Figure 3. Signaling events dependent on AMPK activity are maintained in LKB1-null carcinoma cells exposed to pemetrexed

(A) Sensitivity of carcinoma cells to pemetrexed-induced AMPK activation and to rapamycin. Cells were exposed to pemetrexed and thymidine or to rapamycin (25 nM) for 72 hr. The genotypes (Sanger Institute Cancer Cell Line Project http://www.sanger.ac.uk/genetics/CGP/CellLines/) is listed as mutant (M) for LKB1, PI3K, and KRAS. (B) Sensitivity of LKB1-null cell lines to growth inhibition after 72 hr exposure to pemetrexed in the presence of thymidine. LKB1 expression was assessed by immunoblot. (C) Signaling downstream of mTORC1 is inhibited in LKB1-null carcinoma cells following pemetrexed. (D) AMPK activation mediates mTORC1 inhibition in LKB1-null cells. Inhibition of S6K1 phosphorylation by pemetrexed is prevented by 1 μM compound C in H460 cells. (E-F) AMPK activation and ACC and eEF2 phosphorylation in cells of wild-type (HCT116) and -null (H460) LKB1 status following 1 μM pemetrexed plus thymidine or 250 μM AICAR for 15 hr.
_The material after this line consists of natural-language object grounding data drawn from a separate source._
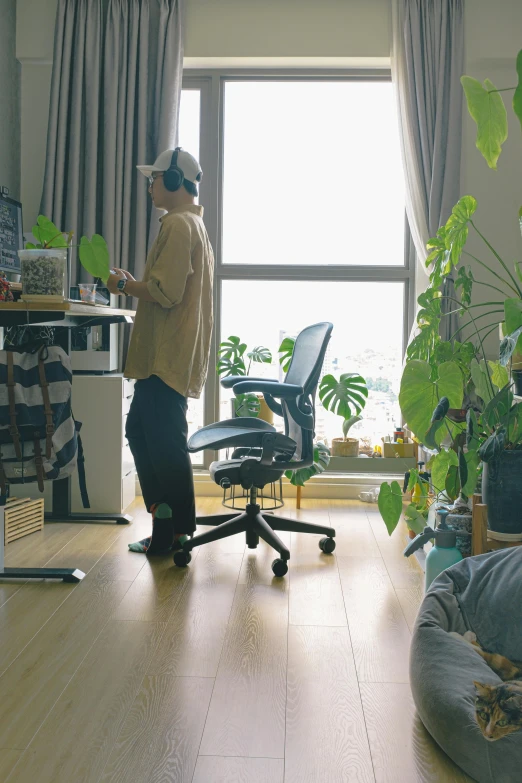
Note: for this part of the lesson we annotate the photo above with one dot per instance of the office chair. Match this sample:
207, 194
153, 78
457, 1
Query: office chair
262, 454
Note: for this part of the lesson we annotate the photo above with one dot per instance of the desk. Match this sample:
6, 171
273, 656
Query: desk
68, 315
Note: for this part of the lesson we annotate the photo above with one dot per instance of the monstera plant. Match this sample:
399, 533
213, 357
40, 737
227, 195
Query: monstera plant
456, 401
232, 360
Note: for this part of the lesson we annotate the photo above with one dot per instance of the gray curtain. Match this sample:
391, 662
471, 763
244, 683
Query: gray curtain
115, 94
427, 63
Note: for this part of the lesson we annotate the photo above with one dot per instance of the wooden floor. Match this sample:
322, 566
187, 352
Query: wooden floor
219, 673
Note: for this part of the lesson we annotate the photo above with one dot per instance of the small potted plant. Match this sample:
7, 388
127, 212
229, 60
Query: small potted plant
346, 397
44, 264
231, 361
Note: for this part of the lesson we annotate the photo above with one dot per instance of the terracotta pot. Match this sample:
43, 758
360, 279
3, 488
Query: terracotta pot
345, 448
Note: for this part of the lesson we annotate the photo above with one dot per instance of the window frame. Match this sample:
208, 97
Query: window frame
211, 84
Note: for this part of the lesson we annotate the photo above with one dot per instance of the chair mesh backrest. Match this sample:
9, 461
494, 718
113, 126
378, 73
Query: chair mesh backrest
305, 370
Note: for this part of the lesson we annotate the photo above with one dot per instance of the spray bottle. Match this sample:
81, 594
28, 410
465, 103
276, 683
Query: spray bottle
443, 554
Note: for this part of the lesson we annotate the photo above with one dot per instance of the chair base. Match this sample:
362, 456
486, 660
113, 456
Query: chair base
255, 526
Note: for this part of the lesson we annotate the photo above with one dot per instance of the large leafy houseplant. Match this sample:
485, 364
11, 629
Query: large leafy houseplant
232, 360
454, 400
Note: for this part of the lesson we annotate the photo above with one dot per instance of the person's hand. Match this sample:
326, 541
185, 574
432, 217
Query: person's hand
114, 278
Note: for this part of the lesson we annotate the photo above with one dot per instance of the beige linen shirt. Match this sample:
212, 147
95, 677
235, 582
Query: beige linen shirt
171, 336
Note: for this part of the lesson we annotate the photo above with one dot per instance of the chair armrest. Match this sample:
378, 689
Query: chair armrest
273, 388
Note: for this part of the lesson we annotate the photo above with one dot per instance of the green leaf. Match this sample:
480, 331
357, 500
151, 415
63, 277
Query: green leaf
465, 281
340, 396
472, 461
452, 482
47, 234
457, 227
390, 505
420, 393
472, 430
321, 461
488, 110
499, 374
286, 349
440, 467
228, 367
480, 379
348, 423
94, 256
517, 97
491, 448
261, 355
415, 520
247, 405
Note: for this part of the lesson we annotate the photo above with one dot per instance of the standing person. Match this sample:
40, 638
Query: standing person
170, 346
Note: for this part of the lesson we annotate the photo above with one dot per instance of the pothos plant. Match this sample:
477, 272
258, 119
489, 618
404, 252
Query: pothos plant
94, 254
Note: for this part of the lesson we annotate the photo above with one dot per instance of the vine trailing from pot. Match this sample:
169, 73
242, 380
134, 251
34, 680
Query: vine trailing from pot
455, 401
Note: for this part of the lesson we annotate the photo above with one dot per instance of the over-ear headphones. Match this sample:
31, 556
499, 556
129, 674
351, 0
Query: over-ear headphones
173, 177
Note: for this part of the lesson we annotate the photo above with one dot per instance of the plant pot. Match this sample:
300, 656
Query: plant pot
517, 380
44, 274
345, 448
502, 492
264, 411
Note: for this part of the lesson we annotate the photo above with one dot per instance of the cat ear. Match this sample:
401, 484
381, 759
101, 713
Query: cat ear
481, 689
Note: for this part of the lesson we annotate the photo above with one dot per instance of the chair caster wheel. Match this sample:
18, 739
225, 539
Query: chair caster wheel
279, 567
182, 559
327, 545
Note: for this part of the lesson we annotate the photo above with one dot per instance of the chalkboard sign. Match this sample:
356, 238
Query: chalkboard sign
11, 236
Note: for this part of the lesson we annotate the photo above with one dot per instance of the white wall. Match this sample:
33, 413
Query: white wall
493, 38
9, 100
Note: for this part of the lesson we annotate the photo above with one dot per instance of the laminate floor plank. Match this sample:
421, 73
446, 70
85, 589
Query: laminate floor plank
218, 769
32, 684
247, 711
8, 760
325, 731
160, 739
193, 640
375, 619
402, 750
22, 617
85, 722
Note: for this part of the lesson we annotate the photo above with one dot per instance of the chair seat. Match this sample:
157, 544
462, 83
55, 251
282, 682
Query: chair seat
246, 472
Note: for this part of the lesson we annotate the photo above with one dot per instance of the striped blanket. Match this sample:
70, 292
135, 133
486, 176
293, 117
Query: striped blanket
38, 434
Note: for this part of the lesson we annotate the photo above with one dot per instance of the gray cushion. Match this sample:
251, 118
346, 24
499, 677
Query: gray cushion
484, 595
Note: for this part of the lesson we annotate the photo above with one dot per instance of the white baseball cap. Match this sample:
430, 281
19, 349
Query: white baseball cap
188, 164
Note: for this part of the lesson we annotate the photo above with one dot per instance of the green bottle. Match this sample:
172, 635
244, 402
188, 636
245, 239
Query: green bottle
444, 552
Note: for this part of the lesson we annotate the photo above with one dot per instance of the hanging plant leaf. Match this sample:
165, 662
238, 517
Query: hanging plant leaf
440, 467
472, 462
300, 476
94, 256
390, 505
487, 109
492, 447
452, 482
472, 430
422, 387
286, 351
340, 396
415, 520
261, 355
517, 97
465, 281
437, 420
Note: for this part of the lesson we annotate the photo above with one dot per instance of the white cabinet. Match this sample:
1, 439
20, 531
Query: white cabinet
101, 403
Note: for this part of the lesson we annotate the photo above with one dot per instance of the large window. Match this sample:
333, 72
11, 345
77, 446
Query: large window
304, 203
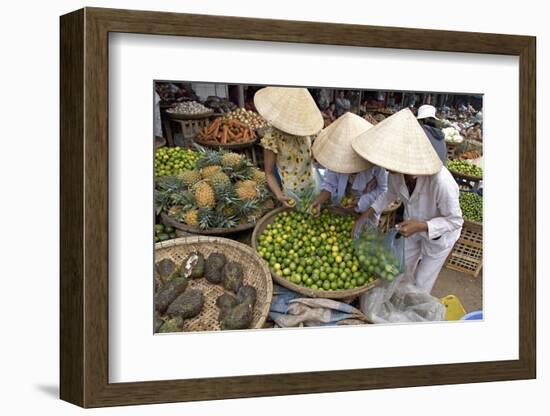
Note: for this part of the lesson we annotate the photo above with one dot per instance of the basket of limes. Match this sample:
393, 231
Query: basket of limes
312, 255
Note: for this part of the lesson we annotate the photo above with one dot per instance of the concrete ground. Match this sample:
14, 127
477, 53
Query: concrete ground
467, 289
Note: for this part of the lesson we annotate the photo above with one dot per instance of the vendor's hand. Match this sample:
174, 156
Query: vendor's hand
371, 186
410, 227
315, 207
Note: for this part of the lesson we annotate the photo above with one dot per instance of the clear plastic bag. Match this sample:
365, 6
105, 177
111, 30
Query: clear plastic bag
380, 254
400, 301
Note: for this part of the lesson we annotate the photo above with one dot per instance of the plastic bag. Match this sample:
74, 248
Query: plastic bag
380, 254
400, 301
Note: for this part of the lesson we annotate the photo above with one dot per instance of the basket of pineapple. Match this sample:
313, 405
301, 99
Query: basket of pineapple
224, 194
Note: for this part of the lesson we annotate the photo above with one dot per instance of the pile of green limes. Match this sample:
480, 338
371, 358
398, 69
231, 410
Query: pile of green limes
316, 252
169, 161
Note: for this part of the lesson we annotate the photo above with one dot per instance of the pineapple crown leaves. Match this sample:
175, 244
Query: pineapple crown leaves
185, 199
169, 183
162, 201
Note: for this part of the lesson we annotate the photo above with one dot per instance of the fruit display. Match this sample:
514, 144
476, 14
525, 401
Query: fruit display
170, 161
189, 108
220, 105
227, 131
247, 117
164, 232
175, 301
452, 135
376, 255
464, 168
471, 154
471, 205
314, 252
223, 191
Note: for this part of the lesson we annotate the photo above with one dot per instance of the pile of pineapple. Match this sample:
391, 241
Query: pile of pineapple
223, 191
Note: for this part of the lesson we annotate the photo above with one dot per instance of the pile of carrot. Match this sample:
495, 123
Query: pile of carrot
227, 132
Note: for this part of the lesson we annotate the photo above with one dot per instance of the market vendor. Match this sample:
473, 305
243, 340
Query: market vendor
474, 132
428, 120
294, 118
432, 217
347, 175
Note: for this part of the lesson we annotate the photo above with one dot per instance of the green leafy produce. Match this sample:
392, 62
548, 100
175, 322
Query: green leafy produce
471, 205
313, 251
170, 161
465, 168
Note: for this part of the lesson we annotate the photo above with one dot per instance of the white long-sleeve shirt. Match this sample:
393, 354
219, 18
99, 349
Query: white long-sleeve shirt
336, 184
434, 200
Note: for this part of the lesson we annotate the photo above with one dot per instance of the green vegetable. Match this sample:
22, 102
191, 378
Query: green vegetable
471, 205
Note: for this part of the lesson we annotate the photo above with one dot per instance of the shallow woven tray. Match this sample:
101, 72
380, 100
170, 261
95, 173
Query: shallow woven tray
209, 231
256, 274
311, 293
180, 116
216, 145
467, 253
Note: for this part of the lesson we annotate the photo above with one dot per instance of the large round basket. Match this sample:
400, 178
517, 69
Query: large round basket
312, 293
234, 146
209, 231
256, 274
183, 116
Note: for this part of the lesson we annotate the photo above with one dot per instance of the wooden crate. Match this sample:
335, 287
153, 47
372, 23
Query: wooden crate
467, 254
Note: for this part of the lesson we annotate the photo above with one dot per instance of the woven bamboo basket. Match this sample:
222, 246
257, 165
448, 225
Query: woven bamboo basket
209, 231
256, 274
182, 116
229, 146
467, 253
311, 293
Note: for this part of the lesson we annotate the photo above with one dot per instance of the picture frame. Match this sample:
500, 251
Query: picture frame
84, 216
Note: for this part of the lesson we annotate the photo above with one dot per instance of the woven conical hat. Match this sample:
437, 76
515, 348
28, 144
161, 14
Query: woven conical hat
291, 110
399, 144
332, 147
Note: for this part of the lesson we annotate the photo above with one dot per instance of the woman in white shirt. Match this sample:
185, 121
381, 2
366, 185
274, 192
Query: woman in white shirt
347, 174
432, 216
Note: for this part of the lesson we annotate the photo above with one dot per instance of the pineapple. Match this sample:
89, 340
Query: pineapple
189, 177
175, 211
204, 195
219, 179
209, 171
259, 176
246, 190
191, 217
231, 159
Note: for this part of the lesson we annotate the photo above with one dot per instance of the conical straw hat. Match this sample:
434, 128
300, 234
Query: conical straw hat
332, 147
399, 144
291, 110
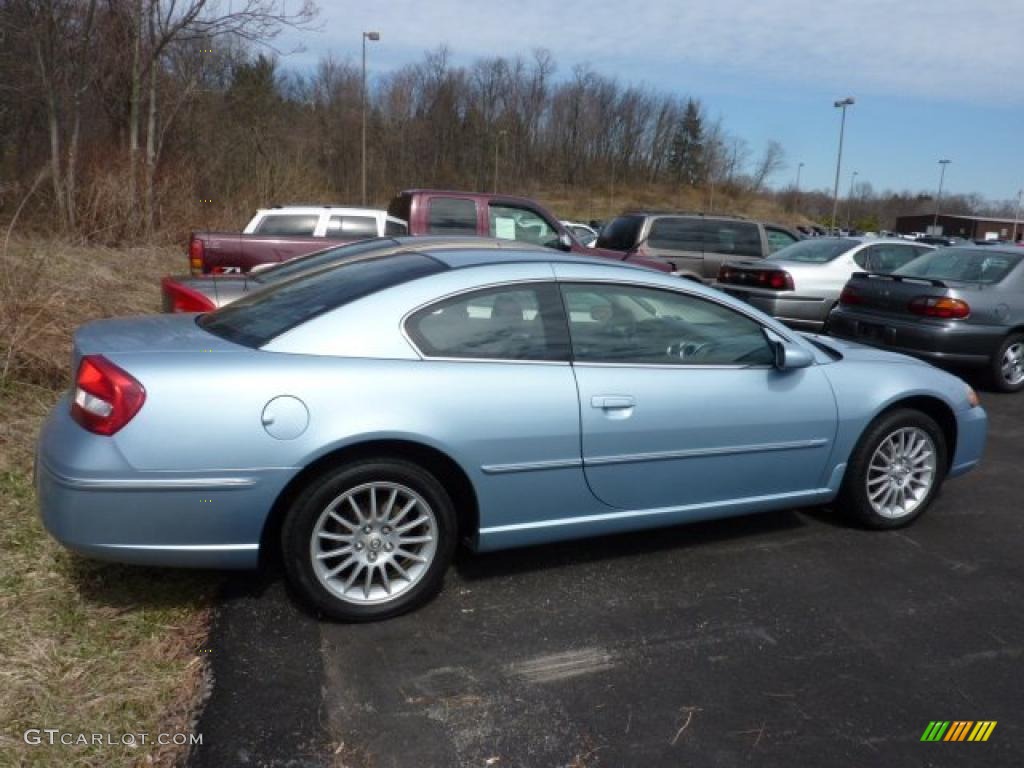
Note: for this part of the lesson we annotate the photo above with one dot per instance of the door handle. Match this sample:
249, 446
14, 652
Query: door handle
612, 401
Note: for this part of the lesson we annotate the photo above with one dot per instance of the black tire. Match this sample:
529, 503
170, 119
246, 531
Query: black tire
853, 498
307, 509
995, 376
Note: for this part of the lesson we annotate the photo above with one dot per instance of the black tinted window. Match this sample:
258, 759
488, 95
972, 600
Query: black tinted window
452, 216
260, 316
289, 224
621, 233
322, 259
351, 226
515, 323
676, 235
628, 324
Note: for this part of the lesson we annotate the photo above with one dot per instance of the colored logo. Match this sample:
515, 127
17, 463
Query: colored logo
958, 730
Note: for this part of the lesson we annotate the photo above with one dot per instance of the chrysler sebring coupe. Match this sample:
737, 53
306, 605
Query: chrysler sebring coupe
365, 419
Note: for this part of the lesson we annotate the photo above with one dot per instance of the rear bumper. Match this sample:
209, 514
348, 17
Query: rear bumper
953, 343
94, 503
800, 312
972, 429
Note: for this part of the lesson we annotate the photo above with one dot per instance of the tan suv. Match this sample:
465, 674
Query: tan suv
693, 245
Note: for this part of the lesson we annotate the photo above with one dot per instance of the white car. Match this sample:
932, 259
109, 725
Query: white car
325, 221
583, 232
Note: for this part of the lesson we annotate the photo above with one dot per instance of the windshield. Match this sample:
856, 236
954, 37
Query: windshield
321, 258
967, 265
816, 251
256, 318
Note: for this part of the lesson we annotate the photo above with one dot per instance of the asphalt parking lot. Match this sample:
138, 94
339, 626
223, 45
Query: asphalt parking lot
780, 639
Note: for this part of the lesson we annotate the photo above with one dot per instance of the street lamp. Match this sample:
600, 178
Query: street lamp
498, 142
373, 36
842, 103
938, 198
849, 202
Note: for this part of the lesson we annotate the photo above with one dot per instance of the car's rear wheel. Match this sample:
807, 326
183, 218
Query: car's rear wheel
1008, 365
370, 540
895, 471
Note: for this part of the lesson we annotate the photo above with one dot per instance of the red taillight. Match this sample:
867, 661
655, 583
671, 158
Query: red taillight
849, 297
105, 396
179, 298
197, 255
939, 306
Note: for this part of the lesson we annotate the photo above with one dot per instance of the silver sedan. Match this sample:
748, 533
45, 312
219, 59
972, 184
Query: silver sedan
800, 285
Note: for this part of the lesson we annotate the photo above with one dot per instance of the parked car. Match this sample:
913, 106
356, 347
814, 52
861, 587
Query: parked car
583, 232
800, 285
693, 246
366, 418
961, 305
283, 232
189, 294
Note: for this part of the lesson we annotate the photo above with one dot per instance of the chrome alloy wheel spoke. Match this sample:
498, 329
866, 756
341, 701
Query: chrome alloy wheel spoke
901, 472
373, 543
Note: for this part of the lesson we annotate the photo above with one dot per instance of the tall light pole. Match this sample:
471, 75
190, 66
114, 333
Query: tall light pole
800, 167
1017, 216
842, 103
374, 36
938, 198
849, 202
498, 142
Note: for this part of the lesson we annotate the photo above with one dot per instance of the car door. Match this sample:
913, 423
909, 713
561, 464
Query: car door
681, 406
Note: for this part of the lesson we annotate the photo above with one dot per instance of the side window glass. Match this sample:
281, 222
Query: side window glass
778, 240
508, 222
644, 326
288, 224
676, 235
452, 216
511, 323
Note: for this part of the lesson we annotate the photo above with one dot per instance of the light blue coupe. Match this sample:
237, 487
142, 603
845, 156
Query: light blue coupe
366, 417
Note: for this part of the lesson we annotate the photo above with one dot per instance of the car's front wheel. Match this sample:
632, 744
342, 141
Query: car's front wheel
370, 540
895, 470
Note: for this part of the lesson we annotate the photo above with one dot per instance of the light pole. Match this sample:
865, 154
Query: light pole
1017, 216
374, 36
842, 103
800, 167
849, 202
938, 198
498, 142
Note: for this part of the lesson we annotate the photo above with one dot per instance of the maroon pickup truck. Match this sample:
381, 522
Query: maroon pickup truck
426, 212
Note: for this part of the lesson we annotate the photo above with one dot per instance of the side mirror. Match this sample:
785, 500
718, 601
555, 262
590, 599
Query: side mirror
787, 356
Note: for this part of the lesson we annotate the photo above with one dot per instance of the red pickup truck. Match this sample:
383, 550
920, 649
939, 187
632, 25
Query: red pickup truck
426, 212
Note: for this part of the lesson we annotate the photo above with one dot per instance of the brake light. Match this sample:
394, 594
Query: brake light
179, 298
107, 397
849, 297
197, 255
939, 306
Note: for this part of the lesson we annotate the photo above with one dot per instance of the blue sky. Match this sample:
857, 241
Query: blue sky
932, 78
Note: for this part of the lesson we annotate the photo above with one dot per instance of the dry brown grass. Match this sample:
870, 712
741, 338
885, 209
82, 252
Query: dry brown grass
84, 646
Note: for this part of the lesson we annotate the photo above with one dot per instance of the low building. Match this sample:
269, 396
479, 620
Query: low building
971, 227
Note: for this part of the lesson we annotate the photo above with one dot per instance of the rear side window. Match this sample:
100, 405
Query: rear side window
621, 233
676, 235
260, 316
452, 216
731, 238
351, 226
511, 323
288, 224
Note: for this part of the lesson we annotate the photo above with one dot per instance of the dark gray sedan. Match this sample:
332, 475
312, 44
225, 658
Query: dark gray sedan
961, 305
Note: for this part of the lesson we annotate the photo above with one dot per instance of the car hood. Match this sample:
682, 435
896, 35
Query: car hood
851, 350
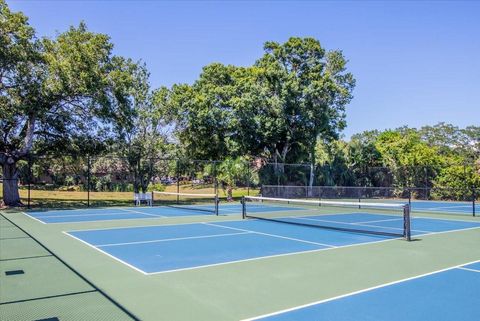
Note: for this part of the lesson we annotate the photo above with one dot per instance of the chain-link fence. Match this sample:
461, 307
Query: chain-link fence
109, 180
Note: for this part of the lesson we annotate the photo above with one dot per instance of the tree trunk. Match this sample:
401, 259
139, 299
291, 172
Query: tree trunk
11, 197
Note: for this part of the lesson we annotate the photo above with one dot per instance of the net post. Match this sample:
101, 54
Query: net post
178, 180
88, 180
244, 210
474, 194
406, 223
30, 175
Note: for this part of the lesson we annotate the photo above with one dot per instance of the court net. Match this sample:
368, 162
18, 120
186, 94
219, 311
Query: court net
360, 217
189, 201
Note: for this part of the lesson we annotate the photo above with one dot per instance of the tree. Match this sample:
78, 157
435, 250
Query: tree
140, 134
411, 160
293, 95
229, 171
310, 89
52, 90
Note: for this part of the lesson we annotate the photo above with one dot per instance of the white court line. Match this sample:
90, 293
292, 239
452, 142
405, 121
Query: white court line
378, 221
445, 219
133, 211
80, 215
447, 207
356, 292
32, 217
173, 239
109, 255
358, 224
468, 269
250, 259
272, 235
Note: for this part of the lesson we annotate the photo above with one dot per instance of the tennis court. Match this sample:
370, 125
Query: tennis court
155, 249
445, 207
143, 212
450, 294
259, 259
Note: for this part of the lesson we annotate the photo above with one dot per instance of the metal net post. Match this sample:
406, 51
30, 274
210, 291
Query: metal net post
406, 223
244, 210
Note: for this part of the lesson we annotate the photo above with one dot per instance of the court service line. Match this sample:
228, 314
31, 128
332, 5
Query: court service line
173, 239
81, 215
357, 292
107, 254
356, 224
445, 219
32, 217
468, 269
143, 213
250, 259
273, 235
379, 221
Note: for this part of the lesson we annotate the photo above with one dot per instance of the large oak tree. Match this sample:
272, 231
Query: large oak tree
53, 91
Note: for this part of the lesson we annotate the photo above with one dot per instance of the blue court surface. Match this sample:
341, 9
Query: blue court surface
158, 249
450, 294
129, 213
445, 207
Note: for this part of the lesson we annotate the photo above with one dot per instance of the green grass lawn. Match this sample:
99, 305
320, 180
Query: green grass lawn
70, 199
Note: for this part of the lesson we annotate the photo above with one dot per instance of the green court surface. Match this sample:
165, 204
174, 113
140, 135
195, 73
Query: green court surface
68, 279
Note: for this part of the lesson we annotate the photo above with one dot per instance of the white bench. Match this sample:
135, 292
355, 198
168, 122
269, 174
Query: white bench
142, 197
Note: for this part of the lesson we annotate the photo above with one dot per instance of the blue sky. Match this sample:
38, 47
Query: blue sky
416, 63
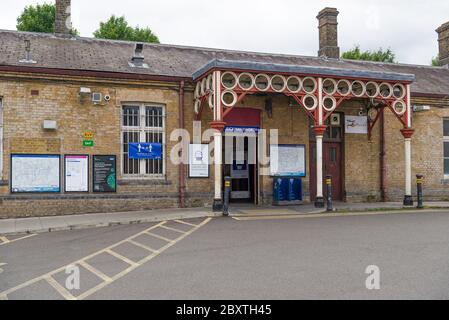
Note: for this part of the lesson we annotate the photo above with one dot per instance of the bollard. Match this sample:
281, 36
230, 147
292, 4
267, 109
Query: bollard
227, 196
329, 193
419, 183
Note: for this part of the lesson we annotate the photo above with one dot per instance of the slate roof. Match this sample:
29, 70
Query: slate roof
87, 54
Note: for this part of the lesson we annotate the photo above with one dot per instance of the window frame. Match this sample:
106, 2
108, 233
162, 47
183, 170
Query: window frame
445, 140
142, 130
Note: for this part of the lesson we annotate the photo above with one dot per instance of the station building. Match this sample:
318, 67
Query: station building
72, 108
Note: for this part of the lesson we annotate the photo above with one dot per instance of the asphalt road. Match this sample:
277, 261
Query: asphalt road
299, 258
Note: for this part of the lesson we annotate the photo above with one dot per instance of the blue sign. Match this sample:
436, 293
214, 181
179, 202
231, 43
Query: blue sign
144, 150
243, 130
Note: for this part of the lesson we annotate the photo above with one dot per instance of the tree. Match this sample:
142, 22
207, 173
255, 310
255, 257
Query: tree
435, 61
117, 28
380, 55
39, 18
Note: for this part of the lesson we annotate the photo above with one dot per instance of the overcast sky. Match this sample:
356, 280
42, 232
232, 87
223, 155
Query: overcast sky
276, 26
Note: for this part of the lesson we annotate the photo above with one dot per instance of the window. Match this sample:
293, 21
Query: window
143, 123
446, 147
1, 138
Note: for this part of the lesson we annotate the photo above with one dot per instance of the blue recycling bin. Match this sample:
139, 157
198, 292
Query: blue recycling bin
287, 191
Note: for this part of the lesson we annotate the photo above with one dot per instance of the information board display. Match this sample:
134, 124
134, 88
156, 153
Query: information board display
143, 150
104, 173
199, 161
31, 173
288, 160
76, 173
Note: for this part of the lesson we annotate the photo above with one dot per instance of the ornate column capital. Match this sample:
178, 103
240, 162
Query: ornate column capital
218, 125
319, 130
407, 132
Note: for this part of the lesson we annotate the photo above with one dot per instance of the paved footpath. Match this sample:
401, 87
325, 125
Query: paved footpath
70, 222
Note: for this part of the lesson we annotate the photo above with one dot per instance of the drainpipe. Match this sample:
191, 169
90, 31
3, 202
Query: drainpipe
382, 155
182, 186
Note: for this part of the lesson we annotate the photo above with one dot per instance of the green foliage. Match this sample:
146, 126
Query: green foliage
39, 18
380, 55
117, 28
435, 61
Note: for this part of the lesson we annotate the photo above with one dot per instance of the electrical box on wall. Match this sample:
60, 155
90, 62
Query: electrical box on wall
50, 125
421, 108
97, 97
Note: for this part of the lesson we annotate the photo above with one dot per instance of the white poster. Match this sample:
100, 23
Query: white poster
356, 124
199, 161
35, 173
77, 173
288, 160
240, 170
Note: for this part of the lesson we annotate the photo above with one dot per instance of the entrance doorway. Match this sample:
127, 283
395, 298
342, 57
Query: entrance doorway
332, 157
240, 153
240, 163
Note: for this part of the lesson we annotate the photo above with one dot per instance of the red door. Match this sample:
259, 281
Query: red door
331, 166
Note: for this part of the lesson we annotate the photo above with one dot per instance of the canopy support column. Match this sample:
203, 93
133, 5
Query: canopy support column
218, 125
319, 133
407, 132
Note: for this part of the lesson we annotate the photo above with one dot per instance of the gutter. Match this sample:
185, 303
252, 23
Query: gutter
94, 74
382, 156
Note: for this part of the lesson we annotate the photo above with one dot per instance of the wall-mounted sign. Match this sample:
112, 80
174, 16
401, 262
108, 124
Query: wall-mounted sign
104, 174
88, 135
143, 150
240, 170
76, 173
199, 161
32, 173
356, 124
242, 130
288, 160
88, 143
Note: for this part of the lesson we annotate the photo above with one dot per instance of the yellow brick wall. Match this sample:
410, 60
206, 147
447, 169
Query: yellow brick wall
24, 114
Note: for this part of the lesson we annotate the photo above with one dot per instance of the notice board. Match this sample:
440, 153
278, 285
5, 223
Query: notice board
288, 160
199, 161
35, 173
76, 168
104, 173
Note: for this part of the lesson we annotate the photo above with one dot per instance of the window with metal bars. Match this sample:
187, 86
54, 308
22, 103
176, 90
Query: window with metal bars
1, 138
143, 123
446, 147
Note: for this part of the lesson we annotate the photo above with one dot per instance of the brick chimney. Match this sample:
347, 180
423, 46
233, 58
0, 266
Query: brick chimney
63, 24
328, 33
443, 40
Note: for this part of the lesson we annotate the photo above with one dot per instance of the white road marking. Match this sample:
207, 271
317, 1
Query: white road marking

Figure 4. Reactivation of mTORC1-dependent processes in response to relief of feedback inhibition of AKT activity following pemetrexed

(A) Time course of ZMP accumulation and AMPKα T172 phosphorylation in response to pemetrexed and thymidine in HCT116 cells. (B) mTORC1-dependent phosphorylation of 4E-BP1 is inhibited in pemetrexed-treated HCT116 cells, partially recovering by 48 hr (top panel). This is accompanied by substantial accumulation of hypophosphorylated 4E-BP1, which abundantly binds to a m⁷GTP sepharose bead (bottom panel). In the bottom panel, TdR and DMSO controls were for 24 hr. (C) Repression of S6K1 phosphorylation partially recovers following pemetrexed and thymidine treatment in HCT116 and LKB1-null H460 cells. (D) Recovery of mTORC1 signaling is concurrent with release of feedback inhibition of PI3K and AKT in HCT116 cells, as judged by phosphorylation of S6K1 and 4E-BP1. (E) AKT reactivation mediates recovery of mTORC1 signaling after pemetrexed. HCT116 cells were treated with pemetrexed and GSK690693 (100 nM) in the presence of thymidine for the denoted times. (F) The cytotoxicity of pemetrexed and GSK690693 in combination for 72 hr. Representative clonogenic survival plates are shown in the top panel and enumeration of colonies in the bottom panel.